An out-of-pocket maximum is the most a policyholder will pay for covered healthcare services in a plan year. Once this limit is reached, the insurance plan pays 100% of the cost for covered benefits for the remainder of the year. IFP plans often utilize provider networks, which are groups of doctors, hospitals, and other healthcare providers that have contracted with the insurance company to provide services at a discounted rate. Plans like Health Maintenance Organizations (HMOs) typically require individuals to choose a primary care provider within the network and obtain referrals for specialists, while Preferred Provider Organizations (PPOs) offer more flexibility to see out-of-network providers, often at a higher cost.
Individual and Family Plans that comply with the Affordable Care Act (ACA) are required to cover a comprehensive set of services known as Essential Health Benefits (EHBs). There are ten distinct categories of EHBs that all ACA-compliant IFP plans must include, providing a broad safety net for policyholders.
These categories include:
Ambulatory patient services, which are outpatient care services that do not require an overnight hospital stay.
Emergency services.
Hospitalization, including surgery and overnight stays.

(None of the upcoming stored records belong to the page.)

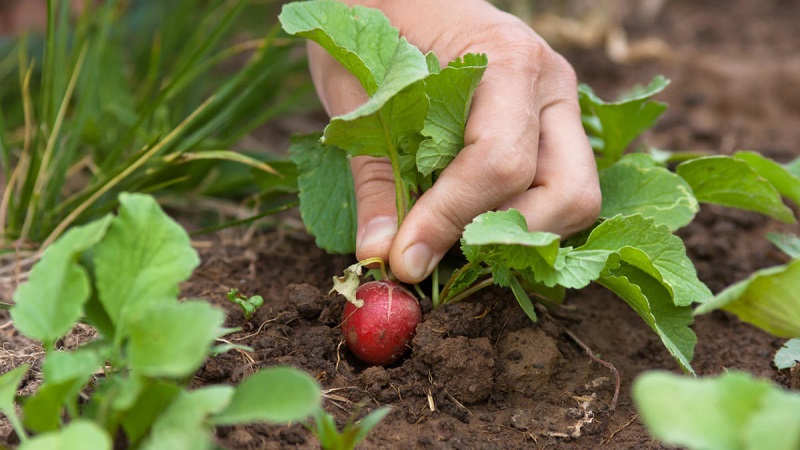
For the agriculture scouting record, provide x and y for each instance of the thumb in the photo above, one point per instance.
(375, 200)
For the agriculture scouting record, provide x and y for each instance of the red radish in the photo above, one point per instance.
(379, 332)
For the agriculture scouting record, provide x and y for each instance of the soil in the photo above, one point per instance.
(479, 373)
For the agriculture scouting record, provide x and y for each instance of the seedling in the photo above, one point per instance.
(330, 438)
(249, 305)
(121, 275)
(415, 117)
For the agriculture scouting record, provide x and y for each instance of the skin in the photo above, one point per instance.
(525, 147)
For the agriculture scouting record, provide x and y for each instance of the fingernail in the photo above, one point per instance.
(378, 230)
(417, 258)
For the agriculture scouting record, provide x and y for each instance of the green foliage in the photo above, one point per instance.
(612, 126)
(635, 184)
(137, 96)
(787, 243)
(788, 356)
(330, 438)
(122, 273)
(733, 411)
(249, 305)
(415, 116)
(640, 261)
(326, 191)
(734, 182)
(767, 299)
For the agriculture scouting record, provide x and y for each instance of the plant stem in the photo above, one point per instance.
(435, 286)
(401, 202)
(472, 289)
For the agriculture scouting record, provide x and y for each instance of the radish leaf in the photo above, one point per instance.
(80, 433)
(52, 300)
(664, 251)
(142, 259)
(327, 196)
(395, 112)
(789, 355)
(450, 92)
(767, 299)
(631, 186)
(732, 182)
(158, 348)
(787, 243)
(648, 297)
(276, 394)
(787, 184)
(184, 423)
(731, 411)
(359, 38)
(614, 125)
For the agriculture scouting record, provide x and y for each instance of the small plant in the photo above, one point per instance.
(120, 274)
(732, 411)
(330, 438)
(415, 117)
(249, 305)
(735, 410)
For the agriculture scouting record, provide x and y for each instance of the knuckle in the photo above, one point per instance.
(584, 202)
(508, 168)
(373, 178)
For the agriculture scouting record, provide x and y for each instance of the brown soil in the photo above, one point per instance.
(479, 374)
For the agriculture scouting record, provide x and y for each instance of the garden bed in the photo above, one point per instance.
(479, 374)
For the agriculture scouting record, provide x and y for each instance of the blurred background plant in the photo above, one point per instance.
(142, 96)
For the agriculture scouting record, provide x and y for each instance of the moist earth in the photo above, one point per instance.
(479, 373)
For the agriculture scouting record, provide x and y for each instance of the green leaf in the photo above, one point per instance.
(361, 39)
(629, 188)
(734, 183)
(651, 300)
(665, 250)
(793, 167)
(461, 280)
(143, 258)
(365, 425)
(327, 195)
(392, 115)
(275, 395)
(450, 92)
(614, 125)
(151, 400)
(787, 243)
(172, 339)
(768, 299)
(78, 434)
(788, 356)
(52, 300)
(733, 411)
(184, 423)
(9, 383)
(573, 269)
(504, 236)
(779, 176)
(65, 375)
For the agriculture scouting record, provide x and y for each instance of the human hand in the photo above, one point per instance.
(525, 147)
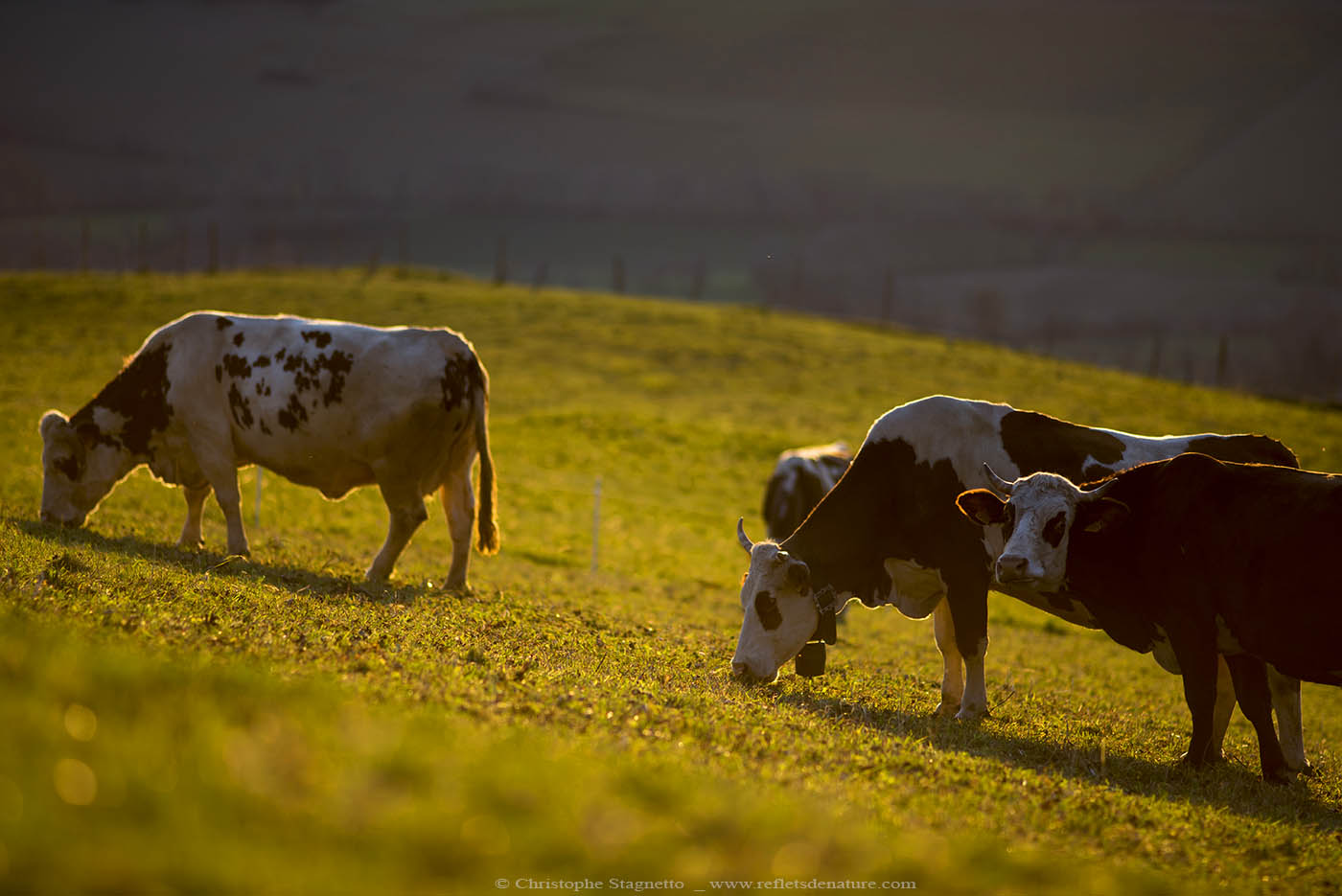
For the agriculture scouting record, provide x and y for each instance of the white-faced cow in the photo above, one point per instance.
(1191, 557)
(325, 404)
(800, 479)
(890, 533)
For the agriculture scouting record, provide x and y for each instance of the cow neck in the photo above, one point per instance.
(839, 543)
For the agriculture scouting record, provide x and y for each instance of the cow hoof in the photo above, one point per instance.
(1279, 777)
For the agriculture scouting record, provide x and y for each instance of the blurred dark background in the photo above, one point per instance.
(1144, 184)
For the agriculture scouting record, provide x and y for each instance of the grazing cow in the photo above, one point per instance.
(1192, 557)
(890, 533)
(325, 404)
(798, 482)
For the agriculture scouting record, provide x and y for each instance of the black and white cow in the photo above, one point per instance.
(800, 479)
(1191, 558)
(325, 404)
(890, 533)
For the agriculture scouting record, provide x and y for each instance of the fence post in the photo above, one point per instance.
(143, 265)
(698, 279)
(500, 262)
(212, 247)
(888, 294)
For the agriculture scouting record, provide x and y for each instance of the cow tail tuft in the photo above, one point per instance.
(489, 530)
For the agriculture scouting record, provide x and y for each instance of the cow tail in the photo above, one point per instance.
(489, 537)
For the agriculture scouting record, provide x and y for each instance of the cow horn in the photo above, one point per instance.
(741, 534)
(997, 482)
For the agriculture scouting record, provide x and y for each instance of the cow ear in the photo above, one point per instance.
(983, 506)
(798, 574)
(1099, 516)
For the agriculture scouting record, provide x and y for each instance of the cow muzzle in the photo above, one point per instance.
(1013, 569)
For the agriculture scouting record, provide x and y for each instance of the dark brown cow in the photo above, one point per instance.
(1193, 556)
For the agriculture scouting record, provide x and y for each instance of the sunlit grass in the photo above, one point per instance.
(191, 722)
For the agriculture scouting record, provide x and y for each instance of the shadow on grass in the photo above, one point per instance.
(1228, 785)
(294, 578)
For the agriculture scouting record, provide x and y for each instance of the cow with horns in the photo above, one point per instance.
(1190, 558)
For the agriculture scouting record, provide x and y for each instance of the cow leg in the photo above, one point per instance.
(1251, 688)
(952, 675)
(224, 482)
(458, 497)
(1223, 710)
(968, 601)
(405, 510)
(191, 536)
(1285, 701)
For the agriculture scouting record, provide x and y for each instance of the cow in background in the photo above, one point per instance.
(800, 479)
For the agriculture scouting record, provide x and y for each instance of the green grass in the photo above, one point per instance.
(185, 722)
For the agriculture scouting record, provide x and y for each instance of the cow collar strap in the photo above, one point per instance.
(811, 661)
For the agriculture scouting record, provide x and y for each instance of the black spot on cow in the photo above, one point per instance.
(140, 395)
(462, 376)
(337, 365)
(308, 375)
(294, 415)
(241, 406)
(1036, 442)
(237, 366)
(767, 608)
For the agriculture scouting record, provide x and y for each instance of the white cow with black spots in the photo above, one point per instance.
(325, 404)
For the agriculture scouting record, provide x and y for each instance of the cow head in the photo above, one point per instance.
(778, 607)
(78, 469)
(1039, 516)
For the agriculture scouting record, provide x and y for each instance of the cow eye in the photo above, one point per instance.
(70, 467)
(1055, 529)
(767, 608)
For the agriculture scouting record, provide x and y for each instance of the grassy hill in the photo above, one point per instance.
(184, 721)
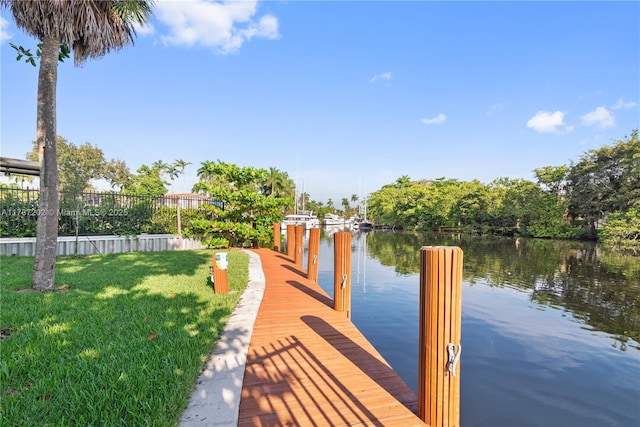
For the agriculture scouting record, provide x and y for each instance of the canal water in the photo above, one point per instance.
(550, 330)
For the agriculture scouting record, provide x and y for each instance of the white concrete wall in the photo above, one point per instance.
(25, 246)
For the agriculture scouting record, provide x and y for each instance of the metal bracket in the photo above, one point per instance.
(454, 357)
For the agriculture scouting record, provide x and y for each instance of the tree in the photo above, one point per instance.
(117, 173)
(91, 28)
(249, 211)
(148, 180)
(604, 181)
(77, 165)
(179, 166)
(278, 184)
(345, 204)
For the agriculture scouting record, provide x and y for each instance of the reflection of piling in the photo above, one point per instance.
(276, 237)
(439, 336)
(314, 250)
(342, 272)
(291, 247)
(299, 234)
(220, 280)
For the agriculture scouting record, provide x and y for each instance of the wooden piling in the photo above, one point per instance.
(220, 279)
(314, 251)
(291, 245)
(299, 248)
(439, 336)
(276, 237)
(342, 272)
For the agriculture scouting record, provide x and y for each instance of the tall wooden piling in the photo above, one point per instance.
(276, 237)
(299, 248)
(342, 272)
(439, 336)
(291, 240)
(314, 251)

Maternity and newborn care, covering services before and after birth, as well as care for infants.
Mental health and substance use disorder services, including behavioral health treatment.
Prescription drugs.
Rehabilitative and habilitative services and devices, which help people recover or gain skills after an injury or disability.
Laboratory services.
Preventive and wellness services, along with chronic disease management.
Pediatric services, including oral and vision care.

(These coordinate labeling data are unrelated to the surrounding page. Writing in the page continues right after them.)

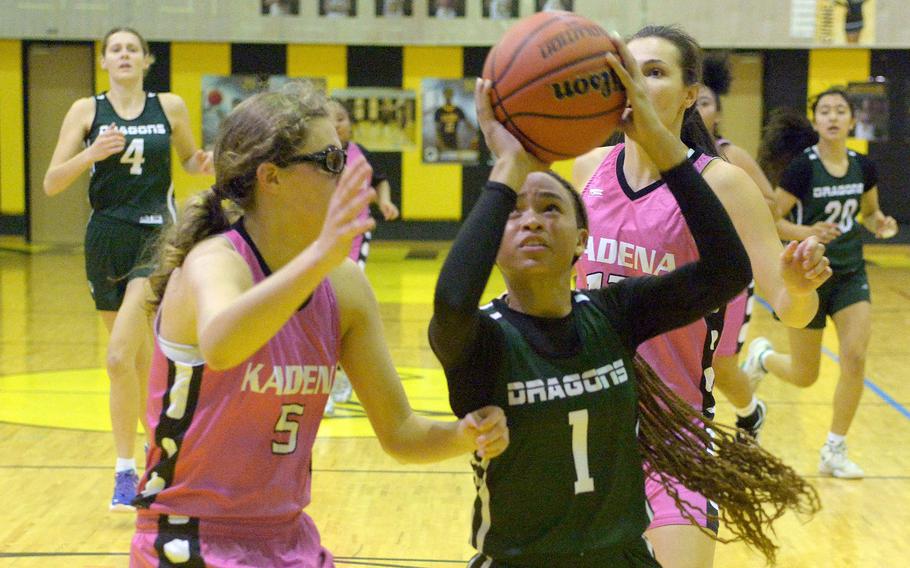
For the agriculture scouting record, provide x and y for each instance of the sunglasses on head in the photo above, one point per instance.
(332, 159)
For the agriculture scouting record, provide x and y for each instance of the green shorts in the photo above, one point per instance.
(840, 291)
(116, 252)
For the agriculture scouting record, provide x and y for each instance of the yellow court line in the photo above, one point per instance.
(78, 399)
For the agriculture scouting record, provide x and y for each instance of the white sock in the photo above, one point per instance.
(835, 439)
(748, 409)
(761, 358)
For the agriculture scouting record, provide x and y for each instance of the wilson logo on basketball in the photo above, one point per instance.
(554, 44)
(604, 83)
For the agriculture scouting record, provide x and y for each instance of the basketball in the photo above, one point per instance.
(552, 87)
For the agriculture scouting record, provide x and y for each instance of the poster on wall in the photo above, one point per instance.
(383, 120)
(221, 93)
(845, 22)
(872, 116)
(450, 133)
(280, 7)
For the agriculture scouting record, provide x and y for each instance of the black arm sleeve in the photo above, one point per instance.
(797, 178)
(870, 173)
(378, 175)
(466, 343)
(648, 306)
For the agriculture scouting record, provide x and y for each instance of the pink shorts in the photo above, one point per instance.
(736, 323)
(170, 540)
(667, 513)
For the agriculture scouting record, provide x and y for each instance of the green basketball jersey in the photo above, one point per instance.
(134, 185)
(569, 490)
(824, 197)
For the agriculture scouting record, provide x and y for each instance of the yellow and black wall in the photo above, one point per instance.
(433, 197)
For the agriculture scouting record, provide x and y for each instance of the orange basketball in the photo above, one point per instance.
(552, 87)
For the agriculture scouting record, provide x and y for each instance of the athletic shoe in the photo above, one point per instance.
(834, 462)
(341, 388)
(752, 366)
(125, 484)
(751, 425)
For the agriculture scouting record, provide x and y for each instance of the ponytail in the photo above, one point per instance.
(787, 133)
(203, 216)
(751, 487)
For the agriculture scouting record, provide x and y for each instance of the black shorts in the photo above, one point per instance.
(116, 252)
(840, 291)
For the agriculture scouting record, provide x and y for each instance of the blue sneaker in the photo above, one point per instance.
(125, 484)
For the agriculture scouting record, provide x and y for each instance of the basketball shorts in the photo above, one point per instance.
(116, 252)
(667, 513)
(842, 290)
(736, 323)
(173, 541)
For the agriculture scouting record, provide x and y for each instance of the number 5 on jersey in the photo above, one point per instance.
(286, 425)
(133, 156)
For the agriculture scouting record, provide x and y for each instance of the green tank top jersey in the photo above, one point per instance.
(569, 490)
(831, 199)
(134, 185)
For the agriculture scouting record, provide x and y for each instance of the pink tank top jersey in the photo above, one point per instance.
(636, 233)
(360, 246)
(236, 444)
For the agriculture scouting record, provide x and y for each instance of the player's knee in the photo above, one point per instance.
(805, 377)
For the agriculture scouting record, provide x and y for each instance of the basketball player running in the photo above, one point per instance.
(124, 137)
(824, 186)
(253, 318)
(728, 377)
(569, 491)
(637, 229)
(360, 248)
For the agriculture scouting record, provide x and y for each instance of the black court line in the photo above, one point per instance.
(352, 560)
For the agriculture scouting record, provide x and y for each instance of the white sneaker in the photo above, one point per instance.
(752, 366)
(834, 462)
(341, 388)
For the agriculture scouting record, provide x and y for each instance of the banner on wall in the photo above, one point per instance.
(383, 120)
(221, 93)
(872, 116)
(845, 22)
(450, 133)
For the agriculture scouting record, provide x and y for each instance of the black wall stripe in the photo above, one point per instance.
(375, 66)
(380, 66)
(158, 78)
(259, 59)
(785, 81)
(474, 177)
(890, 157)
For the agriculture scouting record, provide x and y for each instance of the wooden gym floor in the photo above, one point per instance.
(56, 456)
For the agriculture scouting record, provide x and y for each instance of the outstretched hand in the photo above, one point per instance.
(488, 431)
(513, 162)
(639, 120)
(804, 266)
(342, 223)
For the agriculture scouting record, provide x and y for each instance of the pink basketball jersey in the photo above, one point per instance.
(360, 248)
(236, 444)
(635, 233)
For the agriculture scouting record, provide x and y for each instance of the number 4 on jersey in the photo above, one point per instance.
(133, 156)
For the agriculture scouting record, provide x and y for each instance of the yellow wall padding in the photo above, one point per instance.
(189, 62)
(12, 142)
(328, 61)
(429, 191)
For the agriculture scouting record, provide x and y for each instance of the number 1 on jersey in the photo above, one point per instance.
(133, 156)
(578, 419)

Individuals seeking an Individual and Family Plan can obtain coverage through two primary avenues: the Health Insurance Marketplace, also known as the exchange, or directly from an insurance company. The Health Insurance Marketplace, operated by the federal government or individual states, provides a platform where individuals can compare and enroll in various health plans. Purchasing directly from an insurance company, often referred to as “off-exchange,” involves buying a plan outside of the Marketplace.
Enrollment in IFP plans generally occurs during specific periods. The annual Open Enrollment Period (OEP) is the primary time when individuals can enroll in a new health plan or change their existing plan for the upcoming year. This period typically occurs in the fall, with coverage beginning on January 1st of the following year.
Outside of the Open Enrollment Period, individuals may qualify for a Special Enrollment Period (SEP) if they experience a qualifying life event. These events can include marriage, birth of a child, adoption, moving to a new area, or losing other health coverage. SEPs usually last for 60 days from the date of the qualifying event, allowing individuals a limited window to enroll in a new plan. Financial assistance, such as premium tax credits and cost-sharing reductions, may be available through the Health Insurance Marketplace for eligible individuals and families based on income levels. These subsidies can significantly lower the cost of monthly premiums and out-of-pocket expenses, making coverage more affordable.